I heard this great joke once. A guy says to his son “I’m giving up liquor for Lent. What are you giving up?” His son says “I guess I’ll give up candy”. A few days later Dad’s drinking a beer. Kid says “I thought you gave up liquor”. Dad says “I did. I gave up hard liquor”. Next day the kid’s eating a Milky Way. Dad says “I thought you gave up candy”. “I did” says his son. “I gave up hard candy.”
Skid row bums grasp bottles of booze with their shaking hands. Hard drinkers stumble into a bar and ask for a whiskey. Three-martini lunches pave the way to expensive rehabs. But what harm can an occasional cold beer do? It’s America’s favorite leisure beverage. A refreshing alternative to sugary soft drinks. Healthy too, lots of nutrients. Filling, so you never drink too much. And only 4% alcohol. Hard-core drinkers don’t waste their time on beer.
Or do they?
My love affair with beer started when I was 14. I was also experimenting with rum and cokes, screwdrivers, Boone’s Farm wine…whatever I could get my hands on. But once I got to college it was all beer, all the time. My first day of freshman year I checked into my dorm, registered for classes, rented a refrigerator, stocked it with a case of Budweiser and hit a keg party at a frat house. I spent as much time in the campus bar as I did in the dining hall. (The drinking age was 18 back then.) At fraternity parties I discovered that I had a skill for chugging beer. Tolerance, enthusiasm and an uncanny ability to open my throat won me praise and admiration as I out-drank all the other girls, and most of the guys. Meanwhile, what was happening with my grades? Yeah, you guessed it. My dad was paying a lot of money for me to learn how to party.
Dad loved beer. But he could have one or two. He wouldn’t even order a pitcher unless there were at least four people. I NEVER had one or two. I got hammered on beer. Many, many times. I remember some fatherly advice Dad once gave my sister and me. We were pounding Amstels at a backyard barbecue and he informed us that “light beer is a bad value”. Oh, and “if you’re worried about calories you ought not be drinking beer!” Sage advice, which I dutifully heeded. Like my dad, I’m all about bang for the buck. Unlike Dad, I drank to get wasted.
So I switched back to regular beer, calories be damned. I soon discovered malt liquor (Carlsberg Elephant packed a real punch) and dark German Spaten (Oktoberfest all year round) and British bitter. (London Pride? Come ON!!!) I spent some time at pubs in England where most women order half pints but I would never be caught dead holding one of those wimpy little mugs. Give me full pints of good strong ale, and lots of them.

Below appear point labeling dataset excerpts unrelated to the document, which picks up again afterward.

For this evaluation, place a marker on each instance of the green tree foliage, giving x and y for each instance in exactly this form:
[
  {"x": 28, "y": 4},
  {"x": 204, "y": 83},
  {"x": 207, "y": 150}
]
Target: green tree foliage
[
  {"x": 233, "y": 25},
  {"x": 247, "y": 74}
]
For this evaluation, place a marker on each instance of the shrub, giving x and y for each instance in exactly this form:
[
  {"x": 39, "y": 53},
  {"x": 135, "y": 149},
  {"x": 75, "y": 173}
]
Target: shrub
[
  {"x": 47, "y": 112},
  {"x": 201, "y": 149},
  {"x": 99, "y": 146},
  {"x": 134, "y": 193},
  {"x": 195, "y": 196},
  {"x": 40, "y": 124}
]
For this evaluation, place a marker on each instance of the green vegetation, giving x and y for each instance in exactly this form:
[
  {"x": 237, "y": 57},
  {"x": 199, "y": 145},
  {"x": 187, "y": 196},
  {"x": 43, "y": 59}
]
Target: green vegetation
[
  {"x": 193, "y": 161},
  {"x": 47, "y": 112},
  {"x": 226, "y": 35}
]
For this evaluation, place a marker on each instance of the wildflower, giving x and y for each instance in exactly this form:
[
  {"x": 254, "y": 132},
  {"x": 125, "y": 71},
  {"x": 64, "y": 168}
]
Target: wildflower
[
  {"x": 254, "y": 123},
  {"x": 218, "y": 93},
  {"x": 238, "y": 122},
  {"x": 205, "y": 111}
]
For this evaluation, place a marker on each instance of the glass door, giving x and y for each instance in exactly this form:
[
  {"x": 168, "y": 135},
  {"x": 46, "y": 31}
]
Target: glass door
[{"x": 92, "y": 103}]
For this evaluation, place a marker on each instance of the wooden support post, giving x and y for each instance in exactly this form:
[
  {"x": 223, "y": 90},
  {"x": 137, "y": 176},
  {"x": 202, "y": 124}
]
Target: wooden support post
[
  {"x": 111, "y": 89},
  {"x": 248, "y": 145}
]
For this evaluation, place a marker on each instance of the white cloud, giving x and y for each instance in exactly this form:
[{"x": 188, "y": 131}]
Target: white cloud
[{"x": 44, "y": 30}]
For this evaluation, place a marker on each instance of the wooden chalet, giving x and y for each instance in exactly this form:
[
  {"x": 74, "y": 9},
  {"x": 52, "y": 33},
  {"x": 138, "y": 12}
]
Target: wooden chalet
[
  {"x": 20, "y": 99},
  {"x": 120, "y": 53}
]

There are plenty of alcoholics who never touch hard liquor. A DUI arrest often starts with a police officer asking “Have you had anything to drink tonight?” The answer is usually something along the lines of “just a couple of beers” or “just some wine with dinner”. As a recovery coach I work with a woman who never drank anything other than Champagne. But she drank a lot of Champagne. And there were a lot of consequences. She never lurked on a street corner hiding a bottle of liquor in a paper bag. But that doesn’t mean she’s not an alcoholic.
Back to the joke.
As a good Catholic girl, I gave up drinking every Lent for years. I thought it proved I wasn’t an alcoholic. But I was Irish as well, so I gave myself “special dispensation” on Saint Patrick’s Day to drink beer. A lot of beer. Sometimes it was green, and it always got me drunk.
I still like the Lent joke. But the best jokes usually start with “A guy walks into a bar…”
Unfortunately, what happens after that isn’t always a joke.
"One is too many, and {fill in the number} is never enough." Thanks, Anne.